In the sub-Saharan African regions where humans first appeared, available salt must have been limited and quickly lost through sweat. People who were better at retaining salt may have had a significant survival advantage.

This advantage decreased as humans spread to cooler climates. The first suggestion that too much salt, rather than too little, may be harmful appeared in a Chinese text on herbal medicines, which linked dietary salt to high blood pressure. "Too much salt in food endangers the heart," notes the Yellow Emperor's Classic of Internal Medicine, "the pulse hardens, tears make their appearance and the complexion changes."

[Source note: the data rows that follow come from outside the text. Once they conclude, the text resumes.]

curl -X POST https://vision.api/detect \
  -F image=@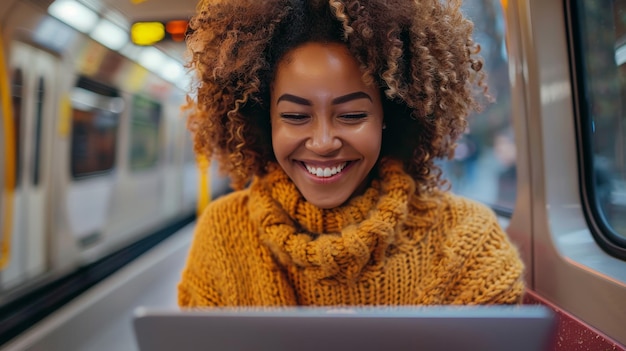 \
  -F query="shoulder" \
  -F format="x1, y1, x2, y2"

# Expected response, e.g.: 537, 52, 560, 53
440, 192, 497, 222
197, 189, 250, 235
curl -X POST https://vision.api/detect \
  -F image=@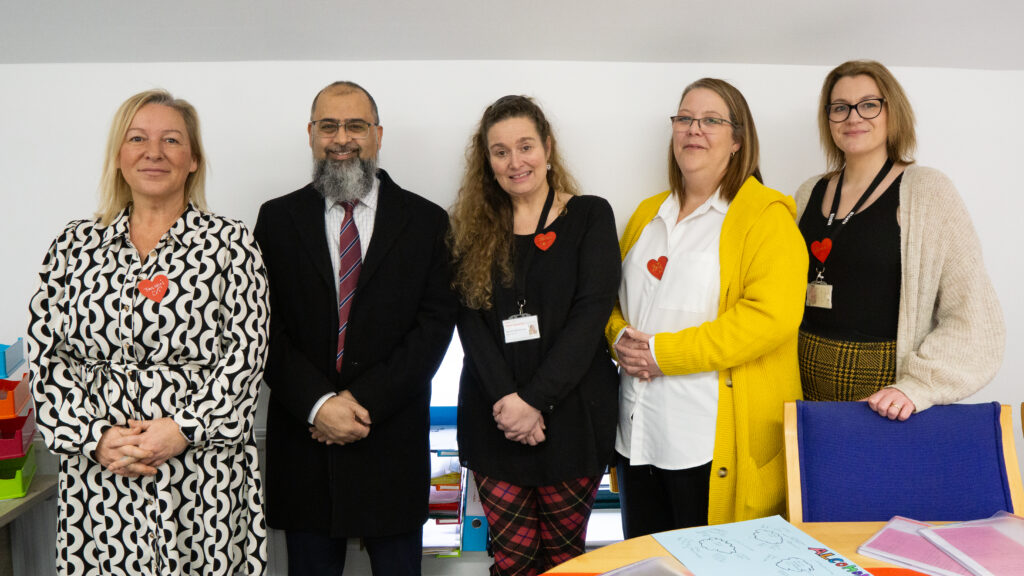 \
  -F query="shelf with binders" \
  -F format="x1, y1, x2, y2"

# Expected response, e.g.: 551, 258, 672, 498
423, 406, 466, 557
0, 338, 36, 499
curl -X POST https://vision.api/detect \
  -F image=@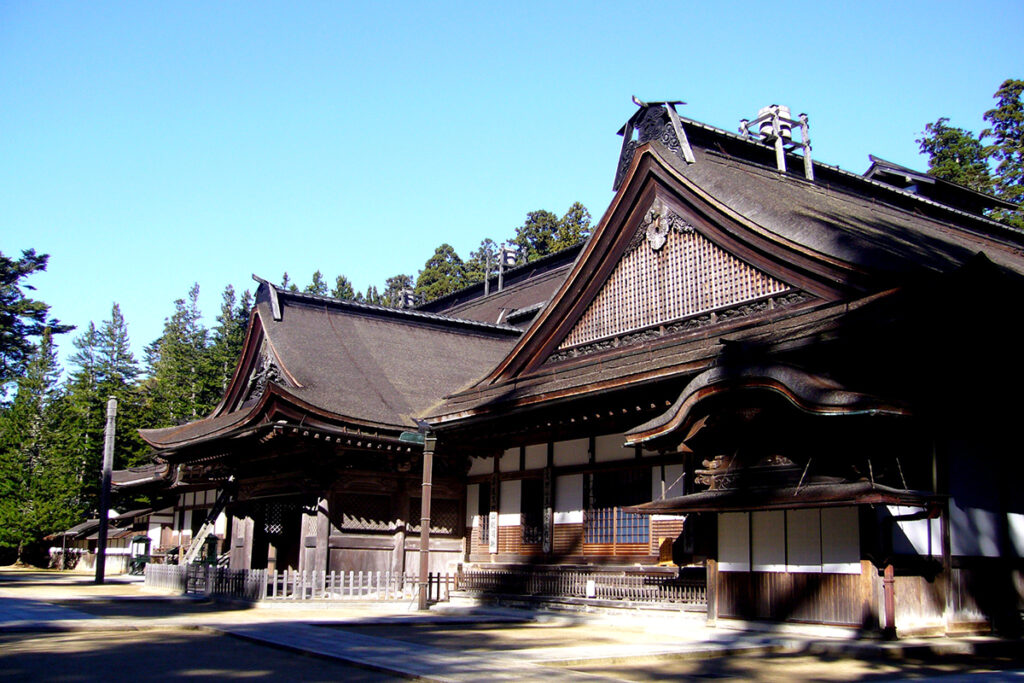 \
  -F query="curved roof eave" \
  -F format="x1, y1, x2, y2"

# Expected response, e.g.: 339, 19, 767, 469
626, 364, 909, 445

About two thousand years later, too much salt has become the norm. Despite a recommended daily allowance of less than six grams of salt, the average American consumes about 10 grams daily.

Since 1972, a series of studies has attempted to connect excess salt intake to high blood pressure, but that connection remains uncertain. After three decades of ecologic studies, intrapopulation studies and clinical trials of salt reduction, the controversy over the benefits of lowering salt intake "constitutes one of the longest running, most vitriolic, and surreal disputes in all of medicine," wrote journalist Gary Taubes in Science Magazine in 1998.

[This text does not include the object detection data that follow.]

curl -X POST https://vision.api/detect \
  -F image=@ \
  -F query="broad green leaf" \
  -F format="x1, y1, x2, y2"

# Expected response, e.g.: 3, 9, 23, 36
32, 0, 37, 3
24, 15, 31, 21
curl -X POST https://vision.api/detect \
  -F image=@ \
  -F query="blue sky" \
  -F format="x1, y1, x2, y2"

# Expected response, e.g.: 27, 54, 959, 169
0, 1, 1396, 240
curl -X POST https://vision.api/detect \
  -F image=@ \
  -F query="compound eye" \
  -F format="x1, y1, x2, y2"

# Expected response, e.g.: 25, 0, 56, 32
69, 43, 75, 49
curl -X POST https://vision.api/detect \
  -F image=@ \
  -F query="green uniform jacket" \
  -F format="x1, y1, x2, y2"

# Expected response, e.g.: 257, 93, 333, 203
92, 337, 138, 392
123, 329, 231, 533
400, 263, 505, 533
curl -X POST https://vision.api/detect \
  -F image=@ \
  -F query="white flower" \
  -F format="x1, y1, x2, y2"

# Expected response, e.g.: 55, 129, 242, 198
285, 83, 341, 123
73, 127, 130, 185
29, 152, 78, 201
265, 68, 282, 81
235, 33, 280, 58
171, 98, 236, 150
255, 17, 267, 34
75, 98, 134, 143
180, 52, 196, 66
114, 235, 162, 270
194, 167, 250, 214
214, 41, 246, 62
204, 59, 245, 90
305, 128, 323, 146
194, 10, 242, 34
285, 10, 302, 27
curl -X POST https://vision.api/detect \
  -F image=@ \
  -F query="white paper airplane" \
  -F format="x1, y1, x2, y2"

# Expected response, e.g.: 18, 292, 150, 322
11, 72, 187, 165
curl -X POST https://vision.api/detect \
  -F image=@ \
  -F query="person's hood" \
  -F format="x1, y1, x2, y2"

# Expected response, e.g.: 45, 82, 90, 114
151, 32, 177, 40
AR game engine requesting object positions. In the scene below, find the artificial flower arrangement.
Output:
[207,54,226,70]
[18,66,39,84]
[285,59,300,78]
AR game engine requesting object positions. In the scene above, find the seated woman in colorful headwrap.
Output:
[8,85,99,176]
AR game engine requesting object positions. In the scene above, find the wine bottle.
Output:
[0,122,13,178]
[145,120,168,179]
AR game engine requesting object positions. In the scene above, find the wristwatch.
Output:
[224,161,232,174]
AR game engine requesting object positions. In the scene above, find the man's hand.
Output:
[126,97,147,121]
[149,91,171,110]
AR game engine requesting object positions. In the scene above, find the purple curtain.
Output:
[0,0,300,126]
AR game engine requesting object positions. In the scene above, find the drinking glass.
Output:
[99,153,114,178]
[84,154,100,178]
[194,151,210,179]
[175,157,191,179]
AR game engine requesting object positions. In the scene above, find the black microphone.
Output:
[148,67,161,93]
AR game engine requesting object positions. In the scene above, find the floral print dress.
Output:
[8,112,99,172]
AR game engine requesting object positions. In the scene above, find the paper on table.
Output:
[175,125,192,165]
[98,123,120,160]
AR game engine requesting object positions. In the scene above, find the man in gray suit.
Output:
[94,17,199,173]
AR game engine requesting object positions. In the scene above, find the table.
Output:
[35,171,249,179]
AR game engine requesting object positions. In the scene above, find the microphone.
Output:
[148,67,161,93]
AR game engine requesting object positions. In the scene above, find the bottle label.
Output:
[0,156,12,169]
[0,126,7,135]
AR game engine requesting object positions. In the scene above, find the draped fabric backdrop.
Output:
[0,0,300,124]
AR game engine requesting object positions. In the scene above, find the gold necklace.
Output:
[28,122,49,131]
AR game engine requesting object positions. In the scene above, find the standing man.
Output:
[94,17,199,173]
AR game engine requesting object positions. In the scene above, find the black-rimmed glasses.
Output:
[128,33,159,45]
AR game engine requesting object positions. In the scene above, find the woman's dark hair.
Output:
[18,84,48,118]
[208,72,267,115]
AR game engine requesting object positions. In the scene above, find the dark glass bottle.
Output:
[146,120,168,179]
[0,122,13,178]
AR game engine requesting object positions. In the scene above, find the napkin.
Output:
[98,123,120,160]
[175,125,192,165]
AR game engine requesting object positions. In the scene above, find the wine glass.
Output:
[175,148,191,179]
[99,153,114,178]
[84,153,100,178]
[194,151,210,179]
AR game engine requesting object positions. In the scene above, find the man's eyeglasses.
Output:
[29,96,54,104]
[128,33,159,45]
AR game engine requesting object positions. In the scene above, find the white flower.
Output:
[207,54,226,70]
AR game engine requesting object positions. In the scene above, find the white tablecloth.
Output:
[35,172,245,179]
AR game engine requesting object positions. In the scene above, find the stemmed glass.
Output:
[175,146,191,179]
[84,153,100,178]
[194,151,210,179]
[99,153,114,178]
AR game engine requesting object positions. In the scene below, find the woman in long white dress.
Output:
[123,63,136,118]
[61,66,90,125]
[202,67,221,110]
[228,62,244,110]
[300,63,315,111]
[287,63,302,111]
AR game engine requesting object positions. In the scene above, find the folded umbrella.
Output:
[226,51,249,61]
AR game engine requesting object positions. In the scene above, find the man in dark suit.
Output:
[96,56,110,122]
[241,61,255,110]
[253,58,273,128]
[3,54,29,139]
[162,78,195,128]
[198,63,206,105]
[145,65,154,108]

Di Rienzo's team of evolutionary biologists took a different approach, looking at the genetics of salt processing. They focused on a gene called CYP3A5, part of a family known as cytochrome P450 genes, which help the body break down and eliminate a wide range of compounds, including many drugs and salt. In the kidney, CYP3A5 acts to retain salt. One version of this gene, however, a mutation known as "CYP3A5 *3," produces a truncated, non-functional protein.

The researchers looked at variations of this gene in 1,064 individuals drawn from 52 populations scattered around the world. The mutation was least common in some natives of sub-Saharan Africa, ranging from a low of only six percent of Yorubans in Nigeria (Latitude 8°N) to 31 percent among the Mandenka of Senegal (12°N). Rates were higher among populations in East Asia, ranging from 55 percent among the Dai of China (21°N) to 75 percent among Han Chinese (32°N) to 77 percent among Japanese (38°N) and 95 percent among the Uygur of China (44°N). Rates in Europe are uniformly high, ranging from 80 to 95 percent in Italy, France and Russia. The highest rate, 96 percent, was found among the Basque, an isolated ethnic group of uncertain origins now concentrated in the Pyrenees mountains (43°N).

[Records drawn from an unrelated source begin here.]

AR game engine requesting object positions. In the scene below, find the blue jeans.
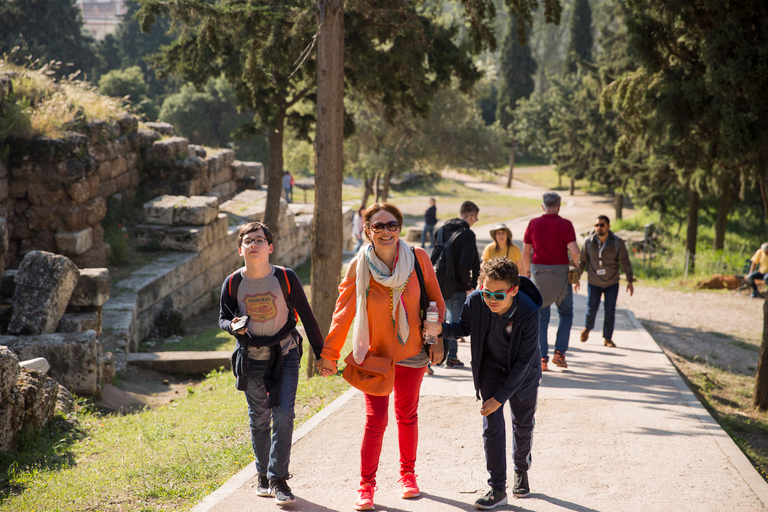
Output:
[245,348,300,478]
[539,284,573,361]
[445,292,467,359]
[584,283,619,340]
[421,224,435,249]
[480,367,539,491]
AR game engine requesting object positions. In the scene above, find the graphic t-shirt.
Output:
[237,267,296,360]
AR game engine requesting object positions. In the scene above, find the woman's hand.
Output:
[480,397,501,416]
[429,338,445,364]
[317,357,336,377]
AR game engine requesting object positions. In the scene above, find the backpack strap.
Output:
[274,265,299,322]
[411,247,429,328]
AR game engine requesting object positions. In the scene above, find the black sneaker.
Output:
[512,471,531,498]
[256,475,273,496]
[475,489,507,510]
[445,359,464,368]
[269,478,296,507]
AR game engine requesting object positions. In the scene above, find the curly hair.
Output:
[477,256,520,287]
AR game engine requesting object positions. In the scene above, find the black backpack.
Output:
[430,227,466,299]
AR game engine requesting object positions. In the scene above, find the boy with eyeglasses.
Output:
[219,222,323,506]
[438,257,542,510]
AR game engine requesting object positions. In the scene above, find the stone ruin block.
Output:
[144,137,189,163]
[54,227,93,255]
[8,251,78,334]
[144,122,176,137]
[0,331,101,396]
[136,212,229,252]
[68,268,109,306]
[144,195,219,226]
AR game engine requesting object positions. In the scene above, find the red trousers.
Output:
[360,365,426,485]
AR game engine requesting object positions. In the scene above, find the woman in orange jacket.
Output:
[318,203,445,510]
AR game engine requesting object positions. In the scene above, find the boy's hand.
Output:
[429,338,445,364]
[480,398,501,416]
[317,357,337,377]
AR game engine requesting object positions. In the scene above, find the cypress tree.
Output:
[496,16,536,188]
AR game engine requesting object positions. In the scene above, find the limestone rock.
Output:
[8,251,78,336]
[0,331,101,396]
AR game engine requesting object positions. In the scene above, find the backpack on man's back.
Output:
[430,227,466,299]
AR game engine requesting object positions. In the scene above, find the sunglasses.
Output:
[369,220,400,233]
[480,286,516,302]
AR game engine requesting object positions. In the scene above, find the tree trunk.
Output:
[381,167,392,203]
[507,139,517,188]
[613,193,624,219]
[307,0,344,377]
[685,188,699,272]
[754,299,768,411]
[714,177,731,251]
[263,112,285,263]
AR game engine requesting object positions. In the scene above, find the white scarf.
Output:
[352,240,416,364]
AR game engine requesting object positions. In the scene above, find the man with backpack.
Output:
[431,201,480,368]
[219,222,324,506]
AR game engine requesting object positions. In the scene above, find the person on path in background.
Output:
[421,197,437,249]
[283,171,293,203]
[480,226,523,269]
[438,256,541,510]
[318,203,445,510]
[579,215,635,347]
[744,242,768,299]
[523,192,580,371]
[431,201,480,368]
[352,206,365,252]
[219,222,323,506]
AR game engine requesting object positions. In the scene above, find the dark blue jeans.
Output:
[445,292,467,359]
[480,366,539,491]
[584,283,619,340]
[539,284,573,361]
[245,348,300,478]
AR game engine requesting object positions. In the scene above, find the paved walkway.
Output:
[194,295,768,512]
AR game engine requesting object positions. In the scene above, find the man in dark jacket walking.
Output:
[431,201,480,368]
[579,215,635,347]
[438,257,542,510]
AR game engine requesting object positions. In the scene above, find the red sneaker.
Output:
[355,483,376,510]
[400,473,421,499]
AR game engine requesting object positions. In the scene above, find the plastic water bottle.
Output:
[424,302,440,345]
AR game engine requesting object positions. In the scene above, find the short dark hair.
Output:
[459,201,480,217]
[237,222,272,247]
[477,256,520,288]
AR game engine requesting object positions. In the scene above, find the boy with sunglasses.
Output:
[438,257,542,510]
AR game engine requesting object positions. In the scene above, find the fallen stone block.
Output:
[8,251,78,334]
[0,331,101,396]
[68,268,109,306]
[54,228,93,255]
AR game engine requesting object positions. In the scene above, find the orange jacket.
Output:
[320,247,445,362]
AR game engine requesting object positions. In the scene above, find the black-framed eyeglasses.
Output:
[243,237,267,247]
[480,286,517,302]
[370,220,400,233]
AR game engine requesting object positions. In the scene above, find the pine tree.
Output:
[496,16,536,188]
[563,0,594,73]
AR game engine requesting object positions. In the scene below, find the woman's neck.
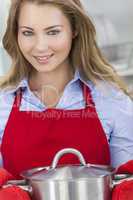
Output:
[29,65,74,93]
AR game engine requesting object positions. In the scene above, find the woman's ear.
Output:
[72,31,78,39]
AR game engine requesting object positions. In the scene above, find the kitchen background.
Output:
[0,0,133,89]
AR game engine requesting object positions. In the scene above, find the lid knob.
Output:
[51,148,86,169]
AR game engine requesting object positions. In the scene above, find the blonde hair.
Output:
[0,0,128,94]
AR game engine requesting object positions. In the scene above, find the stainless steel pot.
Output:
[3,148,133,200]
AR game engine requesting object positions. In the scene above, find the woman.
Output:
[0,0,133,178]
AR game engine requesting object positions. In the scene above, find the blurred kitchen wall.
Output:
[82,0,133,43]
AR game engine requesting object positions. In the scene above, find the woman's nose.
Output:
[35,36,49,51]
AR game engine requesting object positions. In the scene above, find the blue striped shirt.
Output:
[0,71,133,167]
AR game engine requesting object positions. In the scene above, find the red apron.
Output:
[1,83,110,178]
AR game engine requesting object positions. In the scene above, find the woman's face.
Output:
[18,3,73,72]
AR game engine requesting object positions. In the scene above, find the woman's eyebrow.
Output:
[19,25,63,31]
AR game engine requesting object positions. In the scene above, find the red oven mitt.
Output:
[0,168,31,200]
[112,160,133,200]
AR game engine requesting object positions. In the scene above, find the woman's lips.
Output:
[35,54,53,64]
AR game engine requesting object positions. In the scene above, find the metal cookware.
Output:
[3,148,133,200]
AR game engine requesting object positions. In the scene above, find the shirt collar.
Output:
[4,70,94,94]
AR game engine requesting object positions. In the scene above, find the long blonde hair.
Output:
[0,0,128,94]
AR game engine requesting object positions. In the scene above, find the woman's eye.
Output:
[48,30,60,35]
[22,31,33,36]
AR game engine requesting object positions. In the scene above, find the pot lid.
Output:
[22,149,113,181]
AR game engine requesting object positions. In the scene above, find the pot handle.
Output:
[50,148,86,169]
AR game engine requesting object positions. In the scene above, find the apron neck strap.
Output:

The correlation between distance from the equator and CYP3A5 *3 was maintained when the focus was narrowed to 18 East Asian populations spread out over 51 degrees of latitude.

The researchers found one other gene, for a hormone called angiotensin (AGT), that followed a similar distribution pattern with different versions that correlated with distance from the equator. AGT is also involved in salt retention and has been associated with hypertension and pre-eclampsia, a complication of pregnancy. One variation of this gene, known as AGT M235, was closely correlated with CYP3A5 *3.

This correlation of two unlinked gene variants with similar effects, "is remarkable," the authors note, "and suggests a shared selective pressure."

The National Institutes of Health funded this study through the Pharmacogenetics Research Network. Additional authors include E. E. Thompson, H. Kuttab-Boulos and D. Witonsky of the University of Chicago, and L. Yang and B. A. Roe of the University of Oklahoma.